Of particular importance were the forged documents that were given to the agents. Since the German side was constantly changing certain recognition features for security reasons, the US side had to regularly improve them, which apparently succeeded brilliantly. Although agents of the operation were later reportedly checked by German military police on several occasions, there was only one case in which such an agent was exposed. While the forged documents had to look as perfect as possible - and this included forged party books along with the party fee stamps - the propaganda material provided was deliberately printed in a much coarser quality. This was to avoid the impression that the stickers, leaflets or magazines were material produced abroad by the enemy using high-quality printing presses.

In total, about 13 missions of Operation Sauerkraut were carried out. For this purpose, small groups were smuggled behind the German lines from July 25, 1944, until at least March 21, 1945.
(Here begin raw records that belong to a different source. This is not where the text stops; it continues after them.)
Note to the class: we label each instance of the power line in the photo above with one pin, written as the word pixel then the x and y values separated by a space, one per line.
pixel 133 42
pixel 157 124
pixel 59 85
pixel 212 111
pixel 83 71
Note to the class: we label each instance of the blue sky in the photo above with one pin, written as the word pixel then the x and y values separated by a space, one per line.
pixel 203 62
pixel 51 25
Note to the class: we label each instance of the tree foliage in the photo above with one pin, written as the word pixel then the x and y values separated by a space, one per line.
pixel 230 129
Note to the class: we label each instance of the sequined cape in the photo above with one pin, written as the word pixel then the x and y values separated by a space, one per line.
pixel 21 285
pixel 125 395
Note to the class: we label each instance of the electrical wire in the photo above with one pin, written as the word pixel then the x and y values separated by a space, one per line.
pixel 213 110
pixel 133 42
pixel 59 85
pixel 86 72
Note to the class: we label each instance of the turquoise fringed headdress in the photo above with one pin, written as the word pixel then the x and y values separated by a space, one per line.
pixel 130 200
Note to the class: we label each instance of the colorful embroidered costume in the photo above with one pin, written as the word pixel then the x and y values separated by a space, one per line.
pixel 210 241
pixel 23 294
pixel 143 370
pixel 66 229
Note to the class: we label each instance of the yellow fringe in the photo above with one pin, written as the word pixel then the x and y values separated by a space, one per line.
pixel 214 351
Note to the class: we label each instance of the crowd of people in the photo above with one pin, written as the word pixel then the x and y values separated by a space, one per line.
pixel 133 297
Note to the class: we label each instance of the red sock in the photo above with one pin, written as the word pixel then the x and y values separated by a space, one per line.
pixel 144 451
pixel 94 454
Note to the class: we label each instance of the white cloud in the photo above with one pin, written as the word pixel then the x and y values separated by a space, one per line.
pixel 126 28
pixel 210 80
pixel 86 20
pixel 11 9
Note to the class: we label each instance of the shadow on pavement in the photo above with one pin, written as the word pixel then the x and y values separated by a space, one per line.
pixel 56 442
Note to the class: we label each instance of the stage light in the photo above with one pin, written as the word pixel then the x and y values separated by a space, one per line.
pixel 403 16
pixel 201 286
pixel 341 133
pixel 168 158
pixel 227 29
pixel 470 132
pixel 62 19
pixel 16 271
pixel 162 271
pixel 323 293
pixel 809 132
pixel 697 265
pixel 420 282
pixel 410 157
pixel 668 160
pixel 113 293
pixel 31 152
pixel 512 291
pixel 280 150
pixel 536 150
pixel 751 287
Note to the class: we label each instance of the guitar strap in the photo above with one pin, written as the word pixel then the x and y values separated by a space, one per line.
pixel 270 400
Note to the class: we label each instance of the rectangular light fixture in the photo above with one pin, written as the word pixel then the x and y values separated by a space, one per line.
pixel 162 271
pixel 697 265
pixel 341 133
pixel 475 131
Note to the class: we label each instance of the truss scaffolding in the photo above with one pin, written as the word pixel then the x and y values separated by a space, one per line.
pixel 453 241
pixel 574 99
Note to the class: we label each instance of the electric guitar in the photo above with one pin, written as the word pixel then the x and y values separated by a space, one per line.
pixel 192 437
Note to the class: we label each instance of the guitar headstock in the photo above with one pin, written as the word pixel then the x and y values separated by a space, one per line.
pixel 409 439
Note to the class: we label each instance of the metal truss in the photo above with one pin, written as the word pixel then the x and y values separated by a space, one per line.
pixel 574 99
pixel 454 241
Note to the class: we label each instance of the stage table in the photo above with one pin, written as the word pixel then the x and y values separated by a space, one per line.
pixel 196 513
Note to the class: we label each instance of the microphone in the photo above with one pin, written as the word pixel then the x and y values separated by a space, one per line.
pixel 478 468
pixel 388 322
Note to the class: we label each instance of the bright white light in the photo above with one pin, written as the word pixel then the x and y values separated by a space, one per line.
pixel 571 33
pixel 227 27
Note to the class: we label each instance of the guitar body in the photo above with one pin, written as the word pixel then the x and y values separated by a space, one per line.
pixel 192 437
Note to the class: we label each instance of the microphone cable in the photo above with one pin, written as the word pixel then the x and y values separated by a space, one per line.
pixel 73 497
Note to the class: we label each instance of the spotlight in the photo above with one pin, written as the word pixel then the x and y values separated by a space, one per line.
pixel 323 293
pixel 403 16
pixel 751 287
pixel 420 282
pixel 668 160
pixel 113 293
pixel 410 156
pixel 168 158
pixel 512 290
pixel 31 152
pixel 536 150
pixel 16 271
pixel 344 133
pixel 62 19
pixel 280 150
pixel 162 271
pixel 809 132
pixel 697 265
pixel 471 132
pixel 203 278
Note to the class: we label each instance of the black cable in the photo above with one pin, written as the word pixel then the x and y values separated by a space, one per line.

Since international law prohibits deliberately placing prisoners of war in dangerous situations, all Operation Sauerkraut personnel had to sign a declaration certifying their voluntary participation. US lawyers considered this procedure to be indispensable in the event that after the war legal action was taken against the US Army before an international court. Although the German agents of Operation Sauerkraut were promised preferential treatment for their services by the U.S. side, they were merely returned to the regular POW camps after their deployment. There they were shunned by fellow prisoners of war to the knowledge of their agent activities and despised as traitors.